Sunday, May 12, 2013

Island of the Blue Dolphins

When Gregory read this a few months ago, I never got around to it. Fast forward to Mother's Day on Manhattan Beach, and while the boys dug in the sand, I almost finished the book. There is a lot of great material to work with . . .

The children saw a red ship arriving with a pair / pear of red sails.
The villagers of Ghalas-at feared the Aleuts would sail / sale away and not pay them fairly for the otter pelts. 
And who doesn't need more practice with their, there and they're!
Their / There / They're weren't many tall trees on the island.
They were afraid the Aleuts would return to their / there / they're island to hunt more otters.
Their / There / They're afraid that the Aleuts will leave without paying them an equal share, so the villagers watch the Aleuts from afar and count the number of pelts they take.
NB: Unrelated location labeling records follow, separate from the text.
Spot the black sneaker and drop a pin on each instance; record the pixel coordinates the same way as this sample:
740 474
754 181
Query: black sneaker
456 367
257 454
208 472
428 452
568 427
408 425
So far, I've worked on homophones, possessive noun forms (and there is ample material here with the dogs' lair and all the other animals mentioned), and coordinating conjunctions. I do have notes on subordinating conjunctions, but I haven't yet added them to the packet. I find the best way to incorporate them is to work with the most well known, time and sequence. Students tend to use when, before and after in their writing naturally. Getting them to understand the structure and add a comma is a first step to introducing the many subordinating conjunctions that exist in the English Language. 
Most of the books I've worked on have been entertaining or delightful. This, however, was not. The part that I took away, and would want my children to take away from reading this story, is how this woman persevered.

When I visited the San Gabriel Mission on my son's field trip this year, lo and behold, a picture of the lone woman of San Nicolas Island.